Editor's note: While this article pertains to gifts, new requirements related to income sources will take effect in January 2017.

The following article is the second in a series about properly filing the annual Statement of Economic Interests with the State Ethic Commission. The first article appeared in the June issue and dealt with reporting income and benefits.

Reporting gifts is one of the most challenging sections of the Statement of Economic Interests. The state Ethics Act broadly defines the term "gifts" to include ""anything of value, including entertainment, food, beverage, travel, and lodging given or paid to a public official, public member, or public employee to the extent that consideration of equal or greater value is not received."

The SEI instructs filers to report anything of value worth $25 or more in a day and anything of value worth $200 or more in the aggregate in a calendar year. This language conflicts with a section of the Ethics Act which requires reporting anything of value. The State Ethics Commission staff advises public officials, public members and public employees who file a Statement of Economic Interests to disclose anything of value received as a result of their public office or position.
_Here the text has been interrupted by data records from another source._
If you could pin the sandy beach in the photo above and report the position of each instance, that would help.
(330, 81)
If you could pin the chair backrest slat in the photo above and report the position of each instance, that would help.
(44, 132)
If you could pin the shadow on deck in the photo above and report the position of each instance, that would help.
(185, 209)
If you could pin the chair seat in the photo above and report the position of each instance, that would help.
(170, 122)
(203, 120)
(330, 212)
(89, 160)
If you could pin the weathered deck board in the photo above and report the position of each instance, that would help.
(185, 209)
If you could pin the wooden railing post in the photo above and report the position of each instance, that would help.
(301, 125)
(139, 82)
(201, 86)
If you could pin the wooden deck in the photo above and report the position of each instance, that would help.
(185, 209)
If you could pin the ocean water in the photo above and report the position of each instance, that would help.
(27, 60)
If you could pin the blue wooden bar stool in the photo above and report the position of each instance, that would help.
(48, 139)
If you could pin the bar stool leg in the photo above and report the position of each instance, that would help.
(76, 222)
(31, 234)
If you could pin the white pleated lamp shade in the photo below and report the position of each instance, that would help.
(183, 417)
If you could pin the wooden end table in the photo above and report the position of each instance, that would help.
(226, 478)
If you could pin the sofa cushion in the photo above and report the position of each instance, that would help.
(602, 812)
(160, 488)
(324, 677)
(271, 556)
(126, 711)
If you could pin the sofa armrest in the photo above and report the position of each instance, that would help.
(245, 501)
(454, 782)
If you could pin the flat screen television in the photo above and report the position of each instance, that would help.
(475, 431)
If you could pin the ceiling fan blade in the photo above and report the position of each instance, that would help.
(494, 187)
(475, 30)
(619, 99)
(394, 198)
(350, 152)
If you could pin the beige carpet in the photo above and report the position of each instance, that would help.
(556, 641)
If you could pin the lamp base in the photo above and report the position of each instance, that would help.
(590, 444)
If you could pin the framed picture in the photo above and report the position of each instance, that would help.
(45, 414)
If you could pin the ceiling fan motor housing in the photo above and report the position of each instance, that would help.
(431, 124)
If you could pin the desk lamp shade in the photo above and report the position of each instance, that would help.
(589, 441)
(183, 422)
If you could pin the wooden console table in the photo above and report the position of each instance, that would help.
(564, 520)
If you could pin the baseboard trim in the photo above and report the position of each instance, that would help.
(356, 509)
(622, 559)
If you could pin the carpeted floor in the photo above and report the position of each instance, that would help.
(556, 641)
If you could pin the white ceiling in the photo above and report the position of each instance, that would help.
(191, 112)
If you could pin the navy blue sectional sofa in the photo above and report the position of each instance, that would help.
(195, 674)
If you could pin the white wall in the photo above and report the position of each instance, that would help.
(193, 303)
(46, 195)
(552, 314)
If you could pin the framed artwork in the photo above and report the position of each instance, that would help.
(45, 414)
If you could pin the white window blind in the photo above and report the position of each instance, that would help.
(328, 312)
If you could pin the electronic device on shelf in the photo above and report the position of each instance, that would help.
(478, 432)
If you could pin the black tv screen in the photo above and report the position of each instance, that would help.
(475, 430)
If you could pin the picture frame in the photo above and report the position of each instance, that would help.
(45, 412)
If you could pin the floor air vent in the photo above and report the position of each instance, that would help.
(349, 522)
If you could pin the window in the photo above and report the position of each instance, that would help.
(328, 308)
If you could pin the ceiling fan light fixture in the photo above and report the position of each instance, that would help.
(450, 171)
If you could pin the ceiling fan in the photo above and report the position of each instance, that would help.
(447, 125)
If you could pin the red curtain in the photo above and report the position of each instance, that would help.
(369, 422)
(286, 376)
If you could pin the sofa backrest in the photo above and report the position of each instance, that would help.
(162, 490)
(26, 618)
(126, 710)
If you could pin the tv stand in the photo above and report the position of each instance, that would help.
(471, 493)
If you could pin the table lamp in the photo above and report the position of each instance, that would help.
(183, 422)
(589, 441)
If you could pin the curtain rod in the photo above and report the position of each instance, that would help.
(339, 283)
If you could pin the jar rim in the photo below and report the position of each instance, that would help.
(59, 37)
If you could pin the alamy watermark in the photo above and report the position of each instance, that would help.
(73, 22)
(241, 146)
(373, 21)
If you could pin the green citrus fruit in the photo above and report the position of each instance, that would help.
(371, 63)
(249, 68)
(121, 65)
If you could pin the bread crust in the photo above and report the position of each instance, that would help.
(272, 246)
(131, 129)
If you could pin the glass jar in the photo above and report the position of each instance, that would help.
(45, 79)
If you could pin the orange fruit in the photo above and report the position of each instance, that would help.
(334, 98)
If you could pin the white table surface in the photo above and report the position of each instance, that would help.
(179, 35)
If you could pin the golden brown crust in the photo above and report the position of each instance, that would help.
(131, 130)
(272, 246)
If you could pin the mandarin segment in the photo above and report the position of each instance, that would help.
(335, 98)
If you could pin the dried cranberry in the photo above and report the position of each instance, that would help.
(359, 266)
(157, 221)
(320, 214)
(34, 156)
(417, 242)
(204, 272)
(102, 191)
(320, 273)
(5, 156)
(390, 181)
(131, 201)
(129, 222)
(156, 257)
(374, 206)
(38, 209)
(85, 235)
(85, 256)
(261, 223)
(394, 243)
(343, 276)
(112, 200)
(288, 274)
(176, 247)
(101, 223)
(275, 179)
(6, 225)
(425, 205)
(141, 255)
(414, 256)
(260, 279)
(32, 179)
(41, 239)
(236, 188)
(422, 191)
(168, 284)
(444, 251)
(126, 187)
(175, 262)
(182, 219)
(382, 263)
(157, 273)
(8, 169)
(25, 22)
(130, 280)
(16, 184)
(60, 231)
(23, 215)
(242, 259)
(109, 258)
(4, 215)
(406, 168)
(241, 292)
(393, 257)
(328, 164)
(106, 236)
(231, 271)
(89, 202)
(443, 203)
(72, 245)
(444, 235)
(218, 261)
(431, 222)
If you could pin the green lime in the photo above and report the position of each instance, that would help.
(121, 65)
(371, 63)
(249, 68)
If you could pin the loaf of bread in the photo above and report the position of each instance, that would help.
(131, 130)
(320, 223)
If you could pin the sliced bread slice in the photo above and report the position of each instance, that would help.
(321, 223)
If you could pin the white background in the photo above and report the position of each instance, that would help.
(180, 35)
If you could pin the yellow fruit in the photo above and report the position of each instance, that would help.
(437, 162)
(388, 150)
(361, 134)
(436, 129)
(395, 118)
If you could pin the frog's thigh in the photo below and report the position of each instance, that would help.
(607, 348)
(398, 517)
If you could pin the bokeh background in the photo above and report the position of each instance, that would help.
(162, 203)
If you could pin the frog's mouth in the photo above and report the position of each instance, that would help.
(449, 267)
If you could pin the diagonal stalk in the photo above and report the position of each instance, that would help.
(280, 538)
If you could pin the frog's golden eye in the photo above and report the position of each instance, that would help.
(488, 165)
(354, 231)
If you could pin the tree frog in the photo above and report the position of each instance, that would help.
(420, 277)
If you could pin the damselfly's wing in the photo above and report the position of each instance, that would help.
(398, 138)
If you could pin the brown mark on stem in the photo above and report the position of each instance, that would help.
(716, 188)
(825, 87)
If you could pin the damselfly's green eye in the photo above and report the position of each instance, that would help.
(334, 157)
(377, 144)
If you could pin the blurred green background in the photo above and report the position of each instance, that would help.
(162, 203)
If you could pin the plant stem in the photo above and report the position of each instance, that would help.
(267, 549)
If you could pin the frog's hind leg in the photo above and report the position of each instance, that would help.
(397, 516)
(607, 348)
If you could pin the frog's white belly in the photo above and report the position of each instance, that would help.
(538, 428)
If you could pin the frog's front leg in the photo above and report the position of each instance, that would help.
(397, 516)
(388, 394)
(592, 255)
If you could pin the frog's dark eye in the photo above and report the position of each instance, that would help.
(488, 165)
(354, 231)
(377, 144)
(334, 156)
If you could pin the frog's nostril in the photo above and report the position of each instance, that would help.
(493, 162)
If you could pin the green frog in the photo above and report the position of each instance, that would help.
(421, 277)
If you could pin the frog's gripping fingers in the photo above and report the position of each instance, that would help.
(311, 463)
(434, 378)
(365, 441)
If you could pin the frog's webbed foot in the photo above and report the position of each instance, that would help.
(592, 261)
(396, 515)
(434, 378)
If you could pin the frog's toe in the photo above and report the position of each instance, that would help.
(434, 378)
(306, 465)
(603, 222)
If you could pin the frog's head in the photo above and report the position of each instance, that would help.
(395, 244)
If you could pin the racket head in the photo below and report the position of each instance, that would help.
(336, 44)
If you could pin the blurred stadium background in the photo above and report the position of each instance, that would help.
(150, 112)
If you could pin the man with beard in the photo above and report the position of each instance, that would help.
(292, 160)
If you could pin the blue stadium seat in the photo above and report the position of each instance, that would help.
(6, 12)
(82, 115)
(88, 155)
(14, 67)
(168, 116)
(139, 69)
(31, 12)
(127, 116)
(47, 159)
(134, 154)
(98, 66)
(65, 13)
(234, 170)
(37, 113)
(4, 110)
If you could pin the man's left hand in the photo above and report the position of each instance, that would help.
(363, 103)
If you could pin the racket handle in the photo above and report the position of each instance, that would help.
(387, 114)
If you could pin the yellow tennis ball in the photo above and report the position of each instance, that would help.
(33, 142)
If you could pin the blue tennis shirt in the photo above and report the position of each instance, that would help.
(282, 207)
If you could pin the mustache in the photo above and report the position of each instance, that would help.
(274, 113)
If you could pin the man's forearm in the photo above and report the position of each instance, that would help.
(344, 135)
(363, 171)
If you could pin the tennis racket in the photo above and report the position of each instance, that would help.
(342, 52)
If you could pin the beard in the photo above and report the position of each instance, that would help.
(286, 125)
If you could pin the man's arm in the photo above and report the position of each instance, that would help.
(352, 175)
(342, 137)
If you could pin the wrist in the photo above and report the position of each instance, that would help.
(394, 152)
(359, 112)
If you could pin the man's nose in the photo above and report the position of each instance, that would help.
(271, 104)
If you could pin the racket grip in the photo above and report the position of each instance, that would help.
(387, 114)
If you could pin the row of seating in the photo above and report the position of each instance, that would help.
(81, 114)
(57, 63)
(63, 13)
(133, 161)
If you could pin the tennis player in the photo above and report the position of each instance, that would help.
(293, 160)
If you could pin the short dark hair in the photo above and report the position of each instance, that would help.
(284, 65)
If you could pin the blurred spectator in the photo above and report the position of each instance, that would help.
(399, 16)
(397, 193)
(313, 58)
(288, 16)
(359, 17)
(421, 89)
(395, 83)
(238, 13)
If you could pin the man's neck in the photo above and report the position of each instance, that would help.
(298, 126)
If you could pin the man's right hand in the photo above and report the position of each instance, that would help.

Example of items to report

  • Meal, food and beverage expenses paid for by a third party, including but not limited to, lawyers, engineers, consultants, suppliers of goods and services, and contractors. Officials must report these expenses regardless of whether the entire council is invited.
  • Entertainment such as golf green fees or a sporting event, concert or theater tickets
  • Trips and associated expenses paid for by a third party
  • Gift baskets and specialty food items
  • Municipal officials serving in an ex officio or appointed capacity on boards, agencies or commissions must disclose travel, lodging and meals paid for by these organizations, even if the expenses are required as part of their service on the board/commission. 

Example of items not considered "of value" for reporting purposes

  • Reimbursement for actual incurred and authorized business expenses paid by your municipality. Per diems not supported by receipts for actual expenses are subject to reporting.
  • Printed informational or promotional material worth less than $10
  • Items of nominal value, worth less than $10, containing or displaying promotional material such as exhibit hall and vendor giveaways
  • Door prizes or other items awarded by random selection
  • Personalized plaque or trophy worth less than $150
  • Promotional or marketing items offered to the general public on the same terms and conditions without regard to status as a public official or public employee
  • Campaign contributions properly received and reported under the Ethics Act

Understanding the SEI requirements and maintaining proper records are the keys to proper reporting. When in doubt, the safest practice is to disclose and report all gifts. Next month's article will cover reporting real and personal property and business interests.